Race-Course and Covert-Side. By Alfred C. T. Watson. (Bentley and
Son.)—There is a little in this volume about shooting, more about hunting, and more yet about racing, the whole being made up with some miscellaneous articles. We must own that racing does not improve upon acquaintance, at all events, such acquaintance as one gets by books. In one of these stories we have what is meant
for a singular instance of poetical justice. This is brought about by a tout being deceived. (The tout, by the way, is an "officer and a gentleman.") He sees the horse which he and his associates fear, beaten in a trial; but then the trial, it turns out, was a sham.
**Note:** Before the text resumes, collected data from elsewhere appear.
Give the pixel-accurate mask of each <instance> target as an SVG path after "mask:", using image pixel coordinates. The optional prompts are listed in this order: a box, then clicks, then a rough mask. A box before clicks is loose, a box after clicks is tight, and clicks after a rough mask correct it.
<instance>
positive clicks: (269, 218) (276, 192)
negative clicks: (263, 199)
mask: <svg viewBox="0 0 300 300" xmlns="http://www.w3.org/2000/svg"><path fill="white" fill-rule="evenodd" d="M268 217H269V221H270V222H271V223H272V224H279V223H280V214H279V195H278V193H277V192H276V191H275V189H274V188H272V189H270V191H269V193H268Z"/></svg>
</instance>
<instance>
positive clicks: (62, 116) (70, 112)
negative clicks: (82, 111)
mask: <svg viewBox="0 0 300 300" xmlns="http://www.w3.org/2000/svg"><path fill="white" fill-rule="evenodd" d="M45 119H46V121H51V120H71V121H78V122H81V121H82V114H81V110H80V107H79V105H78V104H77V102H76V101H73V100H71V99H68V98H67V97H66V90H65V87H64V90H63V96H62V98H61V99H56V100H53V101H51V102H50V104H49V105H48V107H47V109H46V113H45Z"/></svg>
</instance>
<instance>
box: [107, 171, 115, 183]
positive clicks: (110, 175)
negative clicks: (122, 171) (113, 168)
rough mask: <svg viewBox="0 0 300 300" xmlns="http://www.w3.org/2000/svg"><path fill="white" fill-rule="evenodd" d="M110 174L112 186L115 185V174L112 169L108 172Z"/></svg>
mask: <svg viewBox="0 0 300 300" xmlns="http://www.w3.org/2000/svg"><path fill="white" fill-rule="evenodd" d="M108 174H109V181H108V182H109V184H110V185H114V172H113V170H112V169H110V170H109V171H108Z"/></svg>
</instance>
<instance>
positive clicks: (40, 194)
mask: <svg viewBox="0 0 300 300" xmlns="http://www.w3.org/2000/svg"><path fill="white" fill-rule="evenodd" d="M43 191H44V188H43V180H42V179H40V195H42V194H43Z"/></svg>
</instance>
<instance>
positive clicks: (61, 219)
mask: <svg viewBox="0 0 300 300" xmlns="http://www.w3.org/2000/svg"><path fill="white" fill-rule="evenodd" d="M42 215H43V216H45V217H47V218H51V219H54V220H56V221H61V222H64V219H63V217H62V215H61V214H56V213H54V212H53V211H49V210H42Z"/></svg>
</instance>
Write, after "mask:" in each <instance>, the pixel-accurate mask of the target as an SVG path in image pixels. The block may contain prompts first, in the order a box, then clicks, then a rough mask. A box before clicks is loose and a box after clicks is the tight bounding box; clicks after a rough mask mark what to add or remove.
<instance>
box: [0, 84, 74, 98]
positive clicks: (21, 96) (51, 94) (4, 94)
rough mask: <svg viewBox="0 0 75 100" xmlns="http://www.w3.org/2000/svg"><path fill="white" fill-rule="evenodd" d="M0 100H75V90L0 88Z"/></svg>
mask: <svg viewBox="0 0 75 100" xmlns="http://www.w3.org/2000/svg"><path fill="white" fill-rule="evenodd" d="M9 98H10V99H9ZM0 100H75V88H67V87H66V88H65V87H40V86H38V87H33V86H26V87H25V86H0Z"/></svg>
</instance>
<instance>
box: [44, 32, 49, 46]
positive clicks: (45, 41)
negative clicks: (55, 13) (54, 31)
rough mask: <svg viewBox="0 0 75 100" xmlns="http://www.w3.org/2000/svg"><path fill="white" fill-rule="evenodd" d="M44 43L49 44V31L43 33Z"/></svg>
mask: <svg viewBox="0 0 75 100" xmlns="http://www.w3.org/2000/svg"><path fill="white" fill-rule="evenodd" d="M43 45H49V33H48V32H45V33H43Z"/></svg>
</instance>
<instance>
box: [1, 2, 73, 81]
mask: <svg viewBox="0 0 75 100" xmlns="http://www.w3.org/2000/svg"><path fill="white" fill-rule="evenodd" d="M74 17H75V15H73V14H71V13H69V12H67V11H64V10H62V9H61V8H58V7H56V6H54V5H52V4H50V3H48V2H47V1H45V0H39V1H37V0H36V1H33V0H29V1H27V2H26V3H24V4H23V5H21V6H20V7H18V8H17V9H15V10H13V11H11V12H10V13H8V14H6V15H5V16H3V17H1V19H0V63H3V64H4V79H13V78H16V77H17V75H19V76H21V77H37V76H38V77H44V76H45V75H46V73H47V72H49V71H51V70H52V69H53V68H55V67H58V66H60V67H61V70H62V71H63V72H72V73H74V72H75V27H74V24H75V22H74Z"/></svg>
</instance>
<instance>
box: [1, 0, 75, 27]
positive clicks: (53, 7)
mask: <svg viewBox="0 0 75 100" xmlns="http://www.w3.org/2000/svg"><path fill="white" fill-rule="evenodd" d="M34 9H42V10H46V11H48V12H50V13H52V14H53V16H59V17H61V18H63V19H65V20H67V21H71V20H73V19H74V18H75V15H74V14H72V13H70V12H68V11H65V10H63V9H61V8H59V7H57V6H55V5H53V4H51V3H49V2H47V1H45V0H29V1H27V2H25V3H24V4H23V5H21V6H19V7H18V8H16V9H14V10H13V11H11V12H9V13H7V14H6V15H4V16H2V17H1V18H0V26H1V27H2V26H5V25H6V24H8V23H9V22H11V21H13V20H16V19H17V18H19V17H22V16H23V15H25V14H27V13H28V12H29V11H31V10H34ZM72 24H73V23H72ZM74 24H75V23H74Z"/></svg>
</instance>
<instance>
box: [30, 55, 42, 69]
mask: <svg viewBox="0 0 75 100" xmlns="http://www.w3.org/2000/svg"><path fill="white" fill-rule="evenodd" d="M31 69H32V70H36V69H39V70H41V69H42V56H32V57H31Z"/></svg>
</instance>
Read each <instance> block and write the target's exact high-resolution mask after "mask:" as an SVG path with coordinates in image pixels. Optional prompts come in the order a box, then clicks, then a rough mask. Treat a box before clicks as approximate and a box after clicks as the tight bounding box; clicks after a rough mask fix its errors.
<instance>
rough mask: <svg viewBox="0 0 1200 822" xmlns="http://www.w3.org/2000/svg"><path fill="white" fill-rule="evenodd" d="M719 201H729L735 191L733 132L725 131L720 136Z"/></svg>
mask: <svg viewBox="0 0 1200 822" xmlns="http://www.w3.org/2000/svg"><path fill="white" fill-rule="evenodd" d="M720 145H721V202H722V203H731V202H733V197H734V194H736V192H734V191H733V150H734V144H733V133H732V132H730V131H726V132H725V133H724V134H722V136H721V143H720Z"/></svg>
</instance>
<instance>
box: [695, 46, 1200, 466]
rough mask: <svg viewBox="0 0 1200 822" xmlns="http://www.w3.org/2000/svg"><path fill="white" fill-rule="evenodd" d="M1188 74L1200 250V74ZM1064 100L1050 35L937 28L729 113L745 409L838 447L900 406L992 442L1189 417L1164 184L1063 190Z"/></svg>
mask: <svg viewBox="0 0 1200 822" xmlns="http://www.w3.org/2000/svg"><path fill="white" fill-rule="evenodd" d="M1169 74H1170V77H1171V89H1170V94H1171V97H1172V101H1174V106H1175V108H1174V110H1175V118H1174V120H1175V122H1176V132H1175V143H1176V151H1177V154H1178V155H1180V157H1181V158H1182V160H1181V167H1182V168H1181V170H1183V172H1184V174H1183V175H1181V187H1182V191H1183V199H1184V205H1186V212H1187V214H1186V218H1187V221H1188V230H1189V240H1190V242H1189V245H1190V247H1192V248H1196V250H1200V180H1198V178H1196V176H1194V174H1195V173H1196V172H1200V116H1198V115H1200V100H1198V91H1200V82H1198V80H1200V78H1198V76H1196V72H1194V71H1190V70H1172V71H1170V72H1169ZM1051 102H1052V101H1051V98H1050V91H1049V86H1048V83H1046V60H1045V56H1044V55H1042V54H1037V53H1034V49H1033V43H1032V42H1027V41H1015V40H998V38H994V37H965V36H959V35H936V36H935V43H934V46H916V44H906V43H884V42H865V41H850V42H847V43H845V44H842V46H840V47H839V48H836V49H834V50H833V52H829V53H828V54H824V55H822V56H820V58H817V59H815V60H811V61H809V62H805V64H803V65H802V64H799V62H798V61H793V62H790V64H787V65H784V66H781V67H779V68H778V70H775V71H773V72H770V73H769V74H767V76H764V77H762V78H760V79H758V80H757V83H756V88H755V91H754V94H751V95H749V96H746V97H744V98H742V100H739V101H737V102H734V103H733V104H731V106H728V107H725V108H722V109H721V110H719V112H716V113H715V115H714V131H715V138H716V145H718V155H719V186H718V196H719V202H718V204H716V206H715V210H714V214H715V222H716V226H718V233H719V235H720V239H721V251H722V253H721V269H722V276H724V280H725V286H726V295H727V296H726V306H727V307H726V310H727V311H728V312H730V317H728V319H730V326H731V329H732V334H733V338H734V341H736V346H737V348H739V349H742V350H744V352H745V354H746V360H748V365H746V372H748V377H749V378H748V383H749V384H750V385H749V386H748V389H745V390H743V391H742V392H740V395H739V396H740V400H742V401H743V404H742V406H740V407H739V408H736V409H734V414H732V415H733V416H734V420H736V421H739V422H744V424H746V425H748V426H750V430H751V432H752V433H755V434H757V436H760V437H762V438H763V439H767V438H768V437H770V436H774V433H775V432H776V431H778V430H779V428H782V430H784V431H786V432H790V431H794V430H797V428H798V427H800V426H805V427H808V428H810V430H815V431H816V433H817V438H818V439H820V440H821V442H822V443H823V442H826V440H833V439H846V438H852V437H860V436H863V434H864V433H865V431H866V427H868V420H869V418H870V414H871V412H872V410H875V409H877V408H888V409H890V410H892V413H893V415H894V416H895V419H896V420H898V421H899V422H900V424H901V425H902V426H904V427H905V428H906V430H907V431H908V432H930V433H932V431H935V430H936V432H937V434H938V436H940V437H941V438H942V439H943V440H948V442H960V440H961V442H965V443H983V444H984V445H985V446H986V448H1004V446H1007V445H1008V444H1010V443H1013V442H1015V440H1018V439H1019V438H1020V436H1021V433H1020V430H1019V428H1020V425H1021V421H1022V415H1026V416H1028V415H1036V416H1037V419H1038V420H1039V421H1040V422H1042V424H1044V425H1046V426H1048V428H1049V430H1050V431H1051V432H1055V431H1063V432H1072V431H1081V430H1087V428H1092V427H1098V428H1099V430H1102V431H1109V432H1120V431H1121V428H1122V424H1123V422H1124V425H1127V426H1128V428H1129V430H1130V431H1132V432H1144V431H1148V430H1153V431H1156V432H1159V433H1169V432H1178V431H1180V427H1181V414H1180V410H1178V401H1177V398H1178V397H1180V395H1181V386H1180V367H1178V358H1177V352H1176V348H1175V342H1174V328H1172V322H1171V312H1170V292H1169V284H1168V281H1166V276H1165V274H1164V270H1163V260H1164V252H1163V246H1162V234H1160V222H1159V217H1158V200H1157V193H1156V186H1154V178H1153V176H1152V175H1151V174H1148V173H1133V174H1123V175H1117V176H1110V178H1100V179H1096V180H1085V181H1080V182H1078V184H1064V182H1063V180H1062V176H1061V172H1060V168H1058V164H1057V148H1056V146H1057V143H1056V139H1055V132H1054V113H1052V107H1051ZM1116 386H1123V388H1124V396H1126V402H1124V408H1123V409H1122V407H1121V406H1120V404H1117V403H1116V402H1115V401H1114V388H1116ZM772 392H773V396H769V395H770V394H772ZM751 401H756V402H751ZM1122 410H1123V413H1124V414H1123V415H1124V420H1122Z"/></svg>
The horse was beaten, it is true, but by an animal that, unpretending as it was in looks, could have beaten almost anything. And so an extra- vagant young fellow wins a quantity of money, and marries the heroine, who may be safely called a fool, if the maxim which Mr. Watson records elsewhere be true, that "few men who have the wit to make money have likewise the wit to keep it ; bat the figure of the rocket and the stick is applicable to many plungers who have landed coups." Apart from this consideration, is not this poetical justice a very shady inferior sort of thing ? A set of knaves were cheated. This is, in fact the ideal of the Turf. A chapter on " Betting " may be almost unre- servedly commended, for it comes to something like this,—" Don't bet." The most interesting thing in the volume, to our minds, is the story of the lady who dreamt that she was on Epsom Downs, and saw a squirrel ran up the winning-post. She knew nothing about the horses that were to run; but it turned out that among these there was one called "Squirrel." The horse did not win ; but, oddly enough, its stable companion did. The dream seems to have been due to a half- informed spirit-tout.